PARIGI– La Torre Eiffel è stata al centro di una controversia sul rispetto della parità tra uomini e donne dopo la visita privata, sabato 5 settembre, di una delegazione dell’organizzazione religiosa indù BAPS (Bochasanwasi Akshar Purushottam Swaminarayan Sanstha).
Secondo quanto denunciato dai lavoratori e dalle organizzazioni sindacali, in occasione della visita sarebbero state impartite disposizioni per limitare la presenza e i contatti delle dipendenti della Torre Eiffel e delle aziende esterne impegnate nel servizio. Alcune lavoratrici sarebbero state invitate ad allontanarsi dalle proprie postazioni e a rimanere in locali separati, mentre in alcuni incarichi sarebbero state sostituite da colleghi uomini.
La delegazione, composta da circa un centinaio di persone, era legata al movimento BAPS, presente in Francia in occasione delle iniziative organizzate prima dell’inaugurazione di un importante tempio indù a Bussy-Saint-Georges, nella regione dell’Île-de-France. La visita alla Torre Eiffel era di carattere privato e si è svolta alla presenza di un rappresentante spirituale dell’organizzazione.
La vicenda ha provocato la protesta del personale della Torre Eiffel, che lunedì 7 settembre ha indetto uno sciopero, causando la chiusura del monumento al pubblico per l’intera giornata.
La Société d’Exploitation de la Tour Eiffel (SETE), società responsabile della gestione del monumento, ha riconosciuto l’accaduto e presentato le proprie scuse ai dipendenti. La società ha spiegato che i rappresentanti della delegazione avevano chiesto che la visita fosse organizzata limitando le «interazioni con le donne», ammettendo tuttavia che condizioni di questo tipo «non avrebbero dovuto essere accettate».
La vicenda ha suscitato reazioni anche sul piano politico. Le autorità parigine hanno denunciato una situazione ritenuta incompatibile con il principio di uguaglianza tra uomini e donne e hanno annunciato verifiche sull’accaduto.

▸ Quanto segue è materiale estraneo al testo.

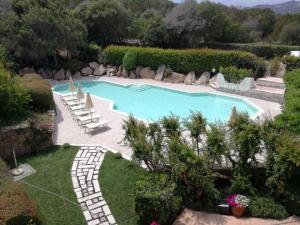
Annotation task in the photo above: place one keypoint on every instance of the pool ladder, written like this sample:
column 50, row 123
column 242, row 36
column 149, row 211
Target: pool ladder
column 139, row 88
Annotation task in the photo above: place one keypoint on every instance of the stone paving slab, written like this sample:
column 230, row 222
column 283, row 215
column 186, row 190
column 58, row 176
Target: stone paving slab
column 86, row 186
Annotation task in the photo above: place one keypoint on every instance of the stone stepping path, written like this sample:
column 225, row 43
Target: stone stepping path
column 85, row 171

Il presidente della SETE, Ariel Weil, ha ribadito l’impegno della Torre Eiffel a rispettare i valori della Repubblica francese, la parità tra donne e uomini e il principio di laicità.
Da parte sua, BAPS ha espresso le proprie scuse per quanto accaduto, sostenendo tuttavia di non aver mai chiesto l'esclusione delle donne né impedito alle lavoratrici di accedere al monumento.
Dopo la giornata di sciopero e il confronto tra direzione e rappresentanti dei lavoratori, la Torre Eiffel è attesa alla riapertura regolare nella mattinata di martedì 8 settembre.